Will a typical small company director benefit?

If your company can claim the EA, it only benefits if any employees earn above the current employers’ NIC threshold.

This secondary threshold is currently £9,100 per year.

Many small companies pay their director(s) low salaries, which are subject to small amounts of NI, or no NI at all.

The EA in practice, during the 24/25 tax year

£12,570 is a tax-efficient salary for directors during the 2024/25 tax year. The cost of employers’ NICs is offset by the Employment Allowance.

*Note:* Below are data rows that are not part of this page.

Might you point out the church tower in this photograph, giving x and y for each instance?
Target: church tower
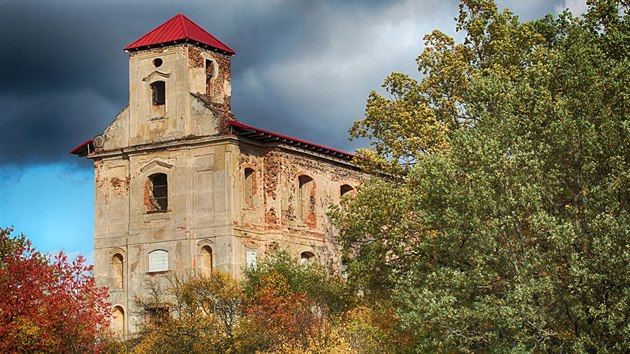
(182, 187)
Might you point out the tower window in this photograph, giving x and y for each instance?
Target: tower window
(250, 259)
(205, 260)
(156, 192)
(306, 198)
(158, 92)
(209, 75)
(118, 320)
(117, 271)
(248, 188)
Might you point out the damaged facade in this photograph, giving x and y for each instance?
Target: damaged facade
(181, 185)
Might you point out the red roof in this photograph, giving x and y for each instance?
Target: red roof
(180, 29)
(259, 134)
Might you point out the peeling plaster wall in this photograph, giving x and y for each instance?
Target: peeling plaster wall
(205, 172)
(272, 221)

  • If the employee earns £12,570, there is no income tax to pay, as this is covered by the personal allowance.
  • The EA offsets £478.86 in Employers’ NICs.
  • The employee pays no employees’ NICs below the Primary Threshold (£12,570).
  • But you save £659.30 in additional Corporation Tax compared to paying a £9,100 salary (no Employers’ NICs are payable below this ‘secondary threshold’).
  • So, the company’s overall tax burden is £659.30 per year less (per employee) if it can claim the EA, and pay an employee a £12,570 salary compared to a £9,100 salary.

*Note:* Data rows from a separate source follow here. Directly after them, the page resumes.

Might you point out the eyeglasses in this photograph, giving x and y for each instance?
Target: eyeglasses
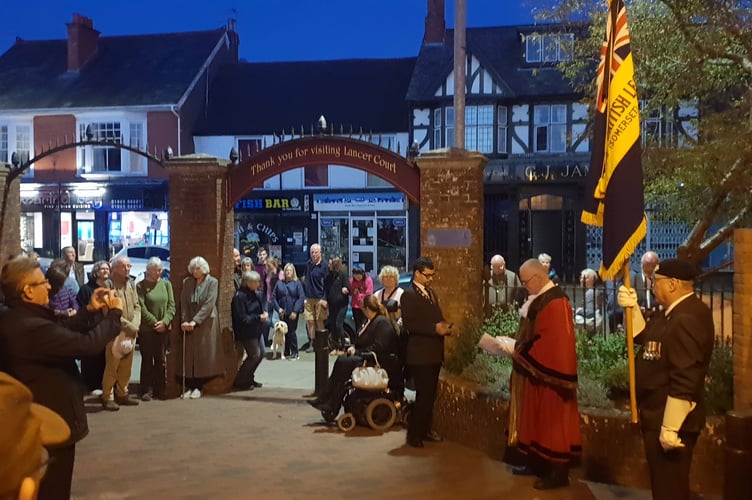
(38, 283)
(525, 282)
(655, 280)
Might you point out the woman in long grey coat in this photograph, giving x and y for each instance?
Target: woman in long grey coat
(200, 326)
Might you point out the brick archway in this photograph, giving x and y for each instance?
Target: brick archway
(324, 150)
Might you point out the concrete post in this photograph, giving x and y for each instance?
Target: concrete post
(451, 234)
(201, 223)
(10, 213)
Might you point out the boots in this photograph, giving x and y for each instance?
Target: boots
(557, 477)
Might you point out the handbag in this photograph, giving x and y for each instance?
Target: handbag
(122, 345)
(370, 378)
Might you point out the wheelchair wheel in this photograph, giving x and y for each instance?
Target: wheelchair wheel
(381, 414)
(329, 416)
(346, 422)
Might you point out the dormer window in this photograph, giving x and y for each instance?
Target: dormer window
(548, 47)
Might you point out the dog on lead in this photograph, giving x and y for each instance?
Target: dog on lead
(278, 339)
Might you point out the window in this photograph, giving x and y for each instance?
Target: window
(449, 129)
(23, 143)
(501, 145)
(4, 143)
(550, 132)
(437, 128)
(549, 47)
(479, 128)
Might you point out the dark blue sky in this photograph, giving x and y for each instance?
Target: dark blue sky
(270, 30)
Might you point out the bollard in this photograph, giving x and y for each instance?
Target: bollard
(738, 456)
(321, 366)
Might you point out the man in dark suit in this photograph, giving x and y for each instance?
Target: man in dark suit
(642, 281)
(41, 353)
(426, 328)
(670, 375)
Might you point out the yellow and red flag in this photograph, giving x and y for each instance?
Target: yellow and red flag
(614, 191)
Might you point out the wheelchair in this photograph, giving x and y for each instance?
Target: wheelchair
(377, 409)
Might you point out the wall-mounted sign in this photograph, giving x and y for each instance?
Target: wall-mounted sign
(359, 202)
(274, 204)
(324, 150)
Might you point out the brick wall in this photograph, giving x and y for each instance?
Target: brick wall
(451, 199)
(200, 224)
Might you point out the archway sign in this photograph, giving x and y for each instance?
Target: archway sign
(324, 150)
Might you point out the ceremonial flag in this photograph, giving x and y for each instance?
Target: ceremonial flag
(614, 193)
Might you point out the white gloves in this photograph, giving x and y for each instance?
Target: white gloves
(627, 297)
(507, 344)
(673, 418)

Don’t include any NI payments made where IR35 applies, as the EA doesn’t cover these costs.

Talk to your accountant as every company’s situation is different

The EA was introduced to encourage businesses to take on new employees.

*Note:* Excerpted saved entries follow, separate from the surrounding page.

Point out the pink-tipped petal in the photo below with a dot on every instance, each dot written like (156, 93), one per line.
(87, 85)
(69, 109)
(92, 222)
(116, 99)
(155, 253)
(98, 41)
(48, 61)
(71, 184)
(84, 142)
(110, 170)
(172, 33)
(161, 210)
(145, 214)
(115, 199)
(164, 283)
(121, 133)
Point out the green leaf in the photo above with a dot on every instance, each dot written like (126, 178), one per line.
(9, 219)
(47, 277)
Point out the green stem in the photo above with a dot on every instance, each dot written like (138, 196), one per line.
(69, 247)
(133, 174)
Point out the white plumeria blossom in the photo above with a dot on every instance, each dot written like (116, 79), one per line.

However, as you can see, the Treasury has made it increasingly difficult for small limited company owners to benefit from this incentive by tightening up the eligibility criteria over time.

Make sure you discuss your company’s eligibility with your accountant. It may be more prudent overall to pay any employee-directors £9,100 in 2023/24.

How to claim the Employment Allowance

To claim via your payroll software, indicate ‘yes’ in the ‘Employment Allowance indicator’ field when you next submit your EPS (Employment Payment Summary) to HMRC.

Alternatively, if you use the Basic PAYE Tools, you need to:

  • On the home page, select your name in the ‘Employer’.
  • Click on ‘Change employer details’.
  • Tick ‘Yes’ in the ‘Employment Allowance indicator’ field.
  • Submit your EPS.

The EA is classed as de minimis state aid (government help) if you make or sell goods and services. State aid rules only apply to a small number of businesses in Northern Ireland. In all other cases, select ‘State Aid rules do not apply’.

You need to apply to claim the EA each tax year as it no longer automatically renews.

Can I backdate my Employment Allowance claim?

Yes – you can claim for up to 4 previous tax years. You need to submit a separate EPS for each year in question.

What if my company is no longer eligible to claim the EA?

In the ‘Employment Allowance indicator’ field mentioned above, you need to click ‘No’ if your company no longer meets the eligibility criteria.

Don’t check ‘no’ if you’ve simply used up the EA for the tax year, as your company is still eligible for future years.

If you no longer have any employees, again, don’t select ‘no’, as the EA will automatically expire at the end of the tax year.